From: Jesper Dangaard Brouer <brouer@redhat.com>
To: Frederic Weisbecker <fweisbec@gmail.com>
Cc: Ingo Molnar <mingo@kernel.org>,
LKML <linux-kernel@vger.kernel.org>,
Peter Zijlstra <peterz@infradead.org>,
Linus Torvalds <torvalds@linux-foundation.org>,
Wanpeng Li <wanpeng.li@hotmail.com>,
Thomas Gleixner <tglx@linutronix.de>,
Rik van Riel <riel@redhat.com>,
Stanislaw Gruszka <sgruszka@redhat.com>,
brouer@redhat.com
Subject: Re: [PATCH] sched/cputime: Fix ksoftirqd cputime accounting regression
Date: Wed, 26 Apr 2017 16:30:00 +0200 [thread overview]
Message-ID: <20170426163000.19082290@redhat.com> (raw)

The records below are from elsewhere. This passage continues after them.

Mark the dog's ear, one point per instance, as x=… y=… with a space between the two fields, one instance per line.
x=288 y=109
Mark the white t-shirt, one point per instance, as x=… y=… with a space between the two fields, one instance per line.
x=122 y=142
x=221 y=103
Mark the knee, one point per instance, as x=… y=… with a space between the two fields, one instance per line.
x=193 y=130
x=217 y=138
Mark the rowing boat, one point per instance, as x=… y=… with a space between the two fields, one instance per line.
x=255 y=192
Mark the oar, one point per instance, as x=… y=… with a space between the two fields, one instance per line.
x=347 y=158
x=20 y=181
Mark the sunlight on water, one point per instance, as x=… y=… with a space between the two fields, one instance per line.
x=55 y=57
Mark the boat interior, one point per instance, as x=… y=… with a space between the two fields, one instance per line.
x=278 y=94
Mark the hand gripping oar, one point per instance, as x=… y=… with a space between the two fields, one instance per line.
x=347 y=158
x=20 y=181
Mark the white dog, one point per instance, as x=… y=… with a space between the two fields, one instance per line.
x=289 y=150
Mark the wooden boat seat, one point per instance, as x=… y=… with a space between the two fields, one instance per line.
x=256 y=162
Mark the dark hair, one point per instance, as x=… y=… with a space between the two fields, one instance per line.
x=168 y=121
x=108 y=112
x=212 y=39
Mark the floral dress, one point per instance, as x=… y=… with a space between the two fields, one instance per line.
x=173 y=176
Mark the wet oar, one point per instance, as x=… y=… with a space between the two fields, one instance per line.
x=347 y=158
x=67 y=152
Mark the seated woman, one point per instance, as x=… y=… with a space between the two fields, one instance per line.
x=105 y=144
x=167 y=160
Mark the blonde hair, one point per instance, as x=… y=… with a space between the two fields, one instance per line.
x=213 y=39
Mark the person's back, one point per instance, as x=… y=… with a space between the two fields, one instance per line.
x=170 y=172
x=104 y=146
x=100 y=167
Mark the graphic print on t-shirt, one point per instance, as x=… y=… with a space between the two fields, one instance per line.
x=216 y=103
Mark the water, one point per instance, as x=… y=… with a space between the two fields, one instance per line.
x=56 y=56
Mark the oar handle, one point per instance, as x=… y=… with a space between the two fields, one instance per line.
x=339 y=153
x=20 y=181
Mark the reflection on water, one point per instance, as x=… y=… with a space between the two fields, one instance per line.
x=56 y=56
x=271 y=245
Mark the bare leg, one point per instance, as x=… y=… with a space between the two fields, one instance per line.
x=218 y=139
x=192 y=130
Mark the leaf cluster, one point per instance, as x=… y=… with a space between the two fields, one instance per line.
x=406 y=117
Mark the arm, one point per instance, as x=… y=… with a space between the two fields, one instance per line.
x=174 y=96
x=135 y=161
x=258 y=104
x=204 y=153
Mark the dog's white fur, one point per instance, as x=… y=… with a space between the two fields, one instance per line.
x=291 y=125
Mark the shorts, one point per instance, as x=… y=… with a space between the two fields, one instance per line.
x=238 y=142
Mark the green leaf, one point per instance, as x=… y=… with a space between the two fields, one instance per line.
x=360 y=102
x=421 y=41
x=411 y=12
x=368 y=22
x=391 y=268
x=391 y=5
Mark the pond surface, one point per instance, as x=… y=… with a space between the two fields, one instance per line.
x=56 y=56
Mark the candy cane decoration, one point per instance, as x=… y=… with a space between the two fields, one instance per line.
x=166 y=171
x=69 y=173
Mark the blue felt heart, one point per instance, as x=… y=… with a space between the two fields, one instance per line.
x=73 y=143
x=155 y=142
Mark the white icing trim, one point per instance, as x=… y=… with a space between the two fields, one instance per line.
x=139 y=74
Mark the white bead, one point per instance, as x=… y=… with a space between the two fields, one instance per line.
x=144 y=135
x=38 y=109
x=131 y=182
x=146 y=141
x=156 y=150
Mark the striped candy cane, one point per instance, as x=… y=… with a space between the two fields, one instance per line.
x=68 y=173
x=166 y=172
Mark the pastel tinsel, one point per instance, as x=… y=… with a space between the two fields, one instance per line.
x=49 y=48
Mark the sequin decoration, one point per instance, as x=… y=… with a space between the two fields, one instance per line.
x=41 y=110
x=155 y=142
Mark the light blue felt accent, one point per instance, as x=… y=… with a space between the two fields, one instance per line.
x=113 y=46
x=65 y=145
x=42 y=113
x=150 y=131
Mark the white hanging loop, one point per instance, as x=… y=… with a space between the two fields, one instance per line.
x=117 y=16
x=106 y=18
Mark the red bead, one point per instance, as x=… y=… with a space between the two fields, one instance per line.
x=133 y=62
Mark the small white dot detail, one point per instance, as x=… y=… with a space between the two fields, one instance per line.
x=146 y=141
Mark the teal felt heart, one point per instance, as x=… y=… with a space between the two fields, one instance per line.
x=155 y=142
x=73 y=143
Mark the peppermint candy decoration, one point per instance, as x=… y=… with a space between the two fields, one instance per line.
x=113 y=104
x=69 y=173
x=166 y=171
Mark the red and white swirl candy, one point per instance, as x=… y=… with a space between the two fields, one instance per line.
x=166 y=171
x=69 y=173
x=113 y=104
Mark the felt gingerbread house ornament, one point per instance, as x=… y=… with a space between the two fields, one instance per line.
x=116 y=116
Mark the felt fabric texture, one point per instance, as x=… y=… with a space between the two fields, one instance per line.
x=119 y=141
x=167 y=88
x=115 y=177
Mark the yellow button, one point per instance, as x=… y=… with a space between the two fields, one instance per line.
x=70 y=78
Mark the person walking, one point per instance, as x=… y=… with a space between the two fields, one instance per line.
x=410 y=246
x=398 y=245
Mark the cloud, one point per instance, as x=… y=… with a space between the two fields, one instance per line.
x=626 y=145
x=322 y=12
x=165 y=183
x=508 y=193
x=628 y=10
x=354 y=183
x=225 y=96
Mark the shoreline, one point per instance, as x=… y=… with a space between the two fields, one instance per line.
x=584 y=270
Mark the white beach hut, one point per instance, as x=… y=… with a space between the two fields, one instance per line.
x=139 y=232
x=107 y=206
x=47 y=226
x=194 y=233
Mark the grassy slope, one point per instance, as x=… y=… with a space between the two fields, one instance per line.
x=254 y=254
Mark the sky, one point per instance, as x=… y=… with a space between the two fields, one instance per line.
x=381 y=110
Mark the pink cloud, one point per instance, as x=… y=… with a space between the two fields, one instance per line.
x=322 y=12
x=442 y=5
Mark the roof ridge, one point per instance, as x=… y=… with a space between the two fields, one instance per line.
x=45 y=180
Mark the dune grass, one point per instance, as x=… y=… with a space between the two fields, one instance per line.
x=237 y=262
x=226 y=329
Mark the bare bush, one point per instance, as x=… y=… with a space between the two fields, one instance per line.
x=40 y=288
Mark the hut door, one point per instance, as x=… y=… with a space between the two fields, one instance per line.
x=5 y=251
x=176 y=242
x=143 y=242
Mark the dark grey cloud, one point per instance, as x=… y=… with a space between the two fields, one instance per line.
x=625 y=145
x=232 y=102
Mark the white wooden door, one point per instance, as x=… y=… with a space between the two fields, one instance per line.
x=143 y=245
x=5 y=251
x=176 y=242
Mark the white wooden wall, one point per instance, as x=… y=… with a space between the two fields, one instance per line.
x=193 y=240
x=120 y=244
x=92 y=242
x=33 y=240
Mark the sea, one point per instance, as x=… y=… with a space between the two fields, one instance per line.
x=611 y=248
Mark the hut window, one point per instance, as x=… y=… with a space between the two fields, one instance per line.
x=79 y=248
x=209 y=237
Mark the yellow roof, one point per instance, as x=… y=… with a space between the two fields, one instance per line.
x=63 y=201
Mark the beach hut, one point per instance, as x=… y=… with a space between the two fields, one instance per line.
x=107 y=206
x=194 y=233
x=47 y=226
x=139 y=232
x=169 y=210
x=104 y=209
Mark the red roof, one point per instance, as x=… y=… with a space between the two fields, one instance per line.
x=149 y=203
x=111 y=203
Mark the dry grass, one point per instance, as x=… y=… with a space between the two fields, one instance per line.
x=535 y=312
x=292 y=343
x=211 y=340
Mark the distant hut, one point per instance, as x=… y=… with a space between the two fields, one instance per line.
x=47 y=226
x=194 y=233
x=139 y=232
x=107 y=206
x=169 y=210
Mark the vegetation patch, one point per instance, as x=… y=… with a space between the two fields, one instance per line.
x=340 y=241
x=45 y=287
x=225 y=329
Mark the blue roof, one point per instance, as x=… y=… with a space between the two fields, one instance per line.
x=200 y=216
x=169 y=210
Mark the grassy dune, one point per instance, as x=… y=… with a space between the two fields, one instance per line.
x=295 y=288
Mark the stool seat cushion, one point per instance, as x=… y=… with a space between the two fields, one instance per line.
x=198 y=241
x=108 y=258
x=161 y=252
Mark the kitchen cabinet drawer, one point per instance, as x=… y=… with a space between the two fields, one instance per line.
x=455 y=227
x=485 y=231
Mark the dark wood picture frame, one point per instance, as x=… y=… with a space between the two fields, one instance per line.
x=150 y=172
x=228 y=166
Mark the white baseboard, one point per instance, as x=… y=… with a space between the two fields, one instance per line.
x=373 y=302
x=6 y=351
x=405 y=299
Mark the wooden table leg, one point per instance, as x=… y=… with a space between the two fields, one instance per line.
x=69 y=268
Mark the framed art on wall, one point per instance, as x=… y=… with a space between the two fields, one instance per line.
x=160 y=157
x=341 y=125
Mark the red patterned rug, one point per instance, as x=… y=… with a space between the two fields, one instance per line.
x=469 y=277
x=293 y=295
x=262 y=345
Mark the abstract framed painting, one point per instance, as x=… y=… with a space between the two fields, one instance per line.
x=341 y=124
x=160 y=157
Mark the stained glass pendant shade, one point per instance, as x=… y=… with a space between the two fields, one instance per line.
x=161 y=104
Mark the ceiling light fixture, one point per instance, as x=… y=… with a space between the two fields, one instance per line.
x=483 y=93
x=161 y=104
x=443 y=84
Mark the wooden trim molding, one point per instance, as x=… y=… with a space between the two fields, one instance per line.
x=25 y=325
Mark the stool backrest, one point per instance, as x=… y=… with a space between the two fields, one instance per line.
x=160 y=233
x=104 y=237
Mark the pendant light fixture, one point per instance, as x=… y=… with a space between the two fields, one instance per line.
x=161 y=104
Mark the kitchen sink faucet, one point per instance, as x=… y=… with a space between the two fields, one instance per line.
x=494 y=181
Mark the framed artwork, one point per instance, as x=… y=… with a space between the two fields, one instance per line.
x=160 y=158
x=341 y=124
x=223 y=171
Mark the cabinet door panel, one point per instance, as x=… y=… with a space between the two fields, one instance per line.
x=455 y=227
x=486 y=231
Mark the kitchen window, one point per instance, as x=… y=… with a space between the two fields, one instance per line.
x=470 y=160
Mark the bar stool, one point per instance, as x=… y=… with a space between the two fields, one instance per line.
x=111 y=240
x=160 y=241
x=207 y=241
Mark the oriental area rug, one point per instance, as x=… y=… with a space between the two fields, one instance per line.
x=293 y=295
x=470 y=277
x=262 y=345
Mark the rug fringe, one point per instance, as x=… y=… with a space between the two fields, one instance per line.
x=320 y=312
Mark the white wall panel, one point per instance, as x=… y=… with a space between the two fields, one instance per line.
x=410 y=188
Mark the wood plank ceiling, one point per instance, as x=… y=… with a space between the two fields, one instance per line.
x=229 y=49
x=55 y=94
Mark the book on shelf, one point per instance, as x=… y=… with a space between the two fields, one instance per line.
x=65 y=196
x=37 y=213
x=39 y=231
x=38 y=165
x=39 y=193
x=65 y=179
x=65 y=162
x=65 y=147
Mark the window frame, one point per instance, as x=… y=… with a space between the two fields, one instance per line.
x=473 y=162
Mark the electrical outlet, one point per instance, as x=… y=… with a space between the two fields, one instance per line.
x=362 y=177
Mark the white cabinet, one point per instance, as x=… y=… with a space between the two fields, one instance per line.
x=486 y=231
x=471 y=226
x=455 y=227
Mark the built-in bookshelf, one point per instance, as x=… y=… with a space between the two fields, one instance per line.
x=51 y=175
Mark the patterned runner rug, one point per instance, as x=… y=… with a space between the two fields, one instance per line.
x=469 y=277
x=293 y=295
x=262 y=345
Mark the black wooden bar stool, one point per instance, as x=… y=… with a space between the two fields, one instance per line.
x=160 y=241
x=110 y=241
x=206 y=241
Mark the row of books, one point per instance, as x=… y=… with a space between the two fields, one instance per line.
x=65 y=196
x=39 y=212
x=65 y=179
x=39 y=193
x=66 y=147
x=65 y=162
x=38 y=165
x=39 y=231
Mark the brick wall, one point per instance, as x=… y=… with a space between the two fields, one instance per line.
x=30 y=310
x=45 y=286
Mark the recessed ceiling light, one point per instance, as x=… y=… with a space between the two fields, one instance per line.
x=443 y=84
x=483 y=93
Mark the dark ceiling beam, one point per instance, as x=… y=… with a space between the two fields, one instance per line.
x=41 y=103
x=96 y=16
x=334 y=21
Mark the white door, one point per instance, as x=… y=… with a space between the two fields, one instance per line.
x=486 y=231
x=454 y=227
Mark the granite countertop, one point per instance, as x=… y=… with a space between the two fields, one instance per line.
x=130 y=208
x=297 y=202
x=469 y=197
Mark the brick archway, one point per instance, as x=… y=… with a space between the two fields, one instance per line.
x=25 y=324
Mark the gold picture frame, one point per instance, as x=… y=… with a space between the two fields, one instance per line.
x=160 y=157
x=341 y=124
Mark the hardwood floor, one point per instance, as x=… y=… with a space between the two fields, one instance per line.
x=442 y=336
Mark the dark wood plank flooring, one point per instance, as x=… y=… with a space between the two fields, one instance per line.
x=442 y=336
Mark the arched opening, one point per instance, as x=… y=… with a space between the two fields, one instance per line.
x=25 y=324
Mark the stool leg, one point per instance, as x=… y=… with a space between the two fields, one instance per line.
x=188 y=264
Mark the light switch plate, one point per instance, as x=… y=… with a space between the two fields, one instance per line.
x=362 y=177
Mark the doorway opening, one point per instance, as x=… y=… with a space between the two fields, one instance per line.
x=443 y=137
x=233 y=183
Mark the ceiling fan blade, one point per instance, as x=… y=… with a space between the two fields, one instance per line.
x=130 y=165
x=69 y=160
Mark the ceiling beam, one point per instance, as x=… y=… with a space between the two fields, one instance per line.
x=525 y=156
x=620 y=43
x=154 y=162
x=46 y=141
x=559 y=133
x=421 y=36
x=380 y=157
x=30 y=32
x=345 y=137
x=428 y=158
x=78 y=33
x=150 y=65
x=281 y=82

In-Reply-To: <1493129448-5356-1-git-send-email-fweisbec@gmail.com>
On Tue, 25 Apr 2017 16:10:48 +0200
Frederic Weisbecker <fweisbec@gmail.com> wrote:
> irq_time_read() returns the irqtime minus the ksoftirqd time. This
> is necessary because irq_time_read() is used to substract the IRQ time
> from the sum_exec_runtime of a task. If we were to include the softirq
> time of ksoftirqd, this task would substract its own CPU time everytime
> it updates ksoftirqd->sum_exec_runtime which would therefore never
> progress.
>
> But this behaviour got broken by commit a499a5a14db:
> ("sched/cputime: Increment kcpustat directly on irqtime account")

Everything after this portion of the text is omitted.